Direktur Perlindungan Warga Negara Indonesia dan Badan Hukum Indonesia Kementerian Luar Negeri (Kemlu) Judha Nugraha mengatakan kapal itu karam di perairan Pengerang saat menuju ke Malaysia. Dia mengatakan telah terjadi dua kali kecelakaan kapal dalam tiga hari terakhir.
“Telah terjadi dua kecelakaan kapal di wilayah Johor Bahru yang diduga berpenumpang warga negara Indonesia, kejadian ini terjadi berturut-turut pada 18 Januari lalu dan kemudian informasi yang kami terima pada hari ini terjadi peristiwa kecelakaan yang sama,” kata Judha saat konferensi pers di Jakarta, Kamis (20/1/2022).
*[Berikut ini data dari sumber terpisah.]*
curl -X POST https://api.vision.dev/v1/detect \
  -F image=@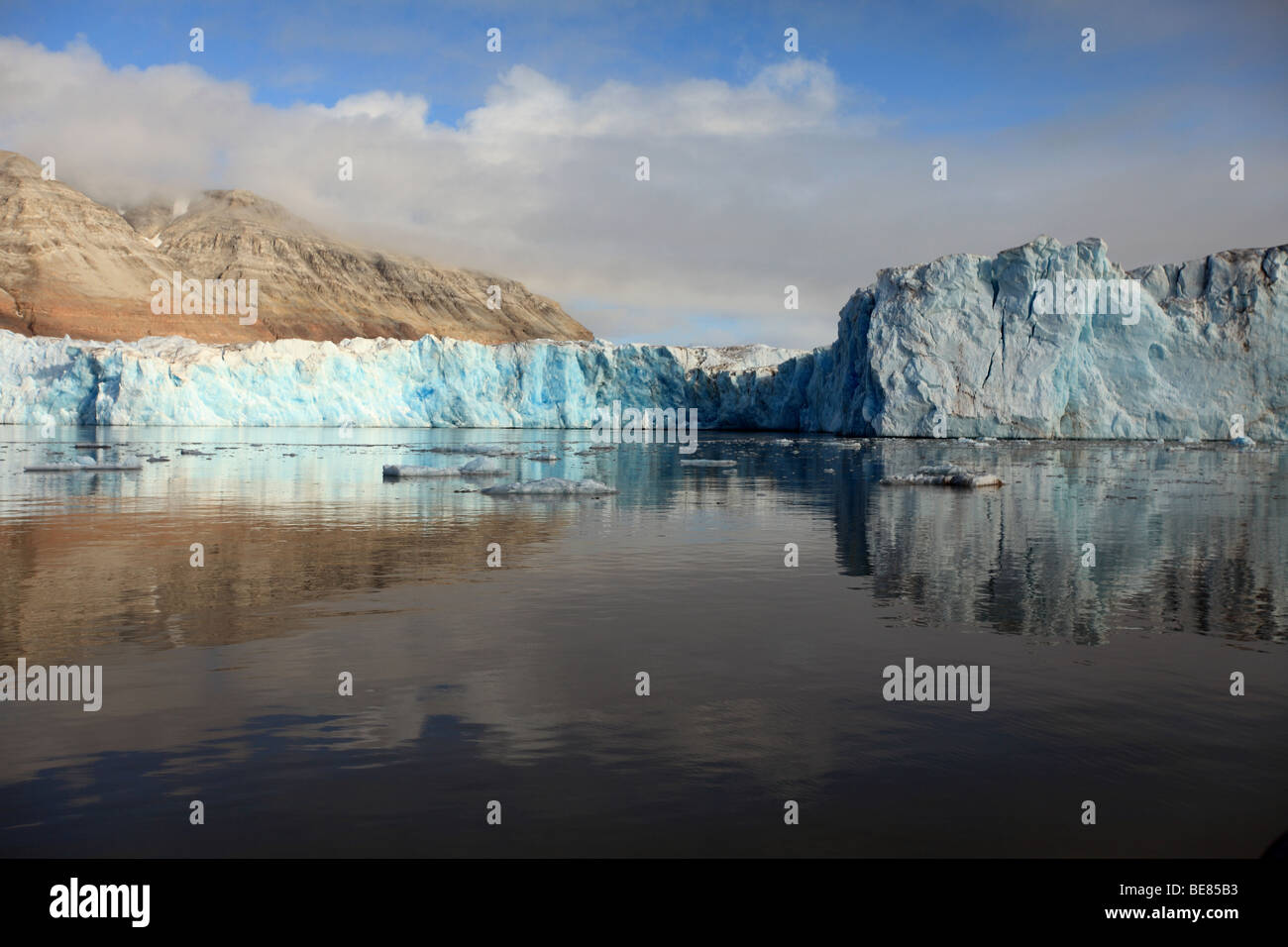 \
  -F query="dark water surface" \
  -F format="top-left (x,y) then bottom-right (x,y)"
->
top-left (0, 427), bottom-right (1288, 857)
Diketahui, kapal tersebut membawa 27 orang yang diduga WNI. Sebanyak 19 orang selamat dalam kecelakaan tersebut.
Kisah PMI di Malaysia, Dipaksa Jadi PSK, Kembali ke Indonesia setelah 20 Tahun
"Ditemukan lima jenazah dan satu hilang,” ujarnya.
Satgas KJRI Johor Bahru telah berkoordinasi dengan pihak keluarga dan instansi terkait untuk repatriasi jenazah ke Indonesia. Sementara itu, untuk penanganan korban yang selamat, KJRI di Johor Bahru berkoordinasi dengan jabatan Imigrasi Malaysia (JIM) Negeri Johor yang ditindaklanjuti dengan melakukan verifikasi dan pendataan para korban.
“Upaya yang dilakukan KJRI adalah mendatangi lokasi TKP. Tim perlindungan warga negara Indonesia sudah ada di lokasi berkoordinasi dengan otoritas setempat baik imigrasi, Malaysian coast guard, dan juga pihak rumah sakit. Selanjutnya KJRI nanti akan membantu proses repatriasi jenazah sesuai dengan permintaan keluarga,” ucapnya.
“Untuk korban selamat kami akan melakukan pendampingan maupun proses penyidikan maupun hukum lebih lanjut,” tuturnya.
Sebelumnya pada Selasa (18/1/2022) kejadian kapal terbalik juga terjadi di perairan Johor, Malaysia. Kapal itu diketahui membawa TKI ilegal dari Batam.
Sebanyak enam jenazah ditemukan dalam insiden tersebut. Sedangkan sebulan sebelumnya kejadian serupa juga terjadi yang menewaskan 21 WNI.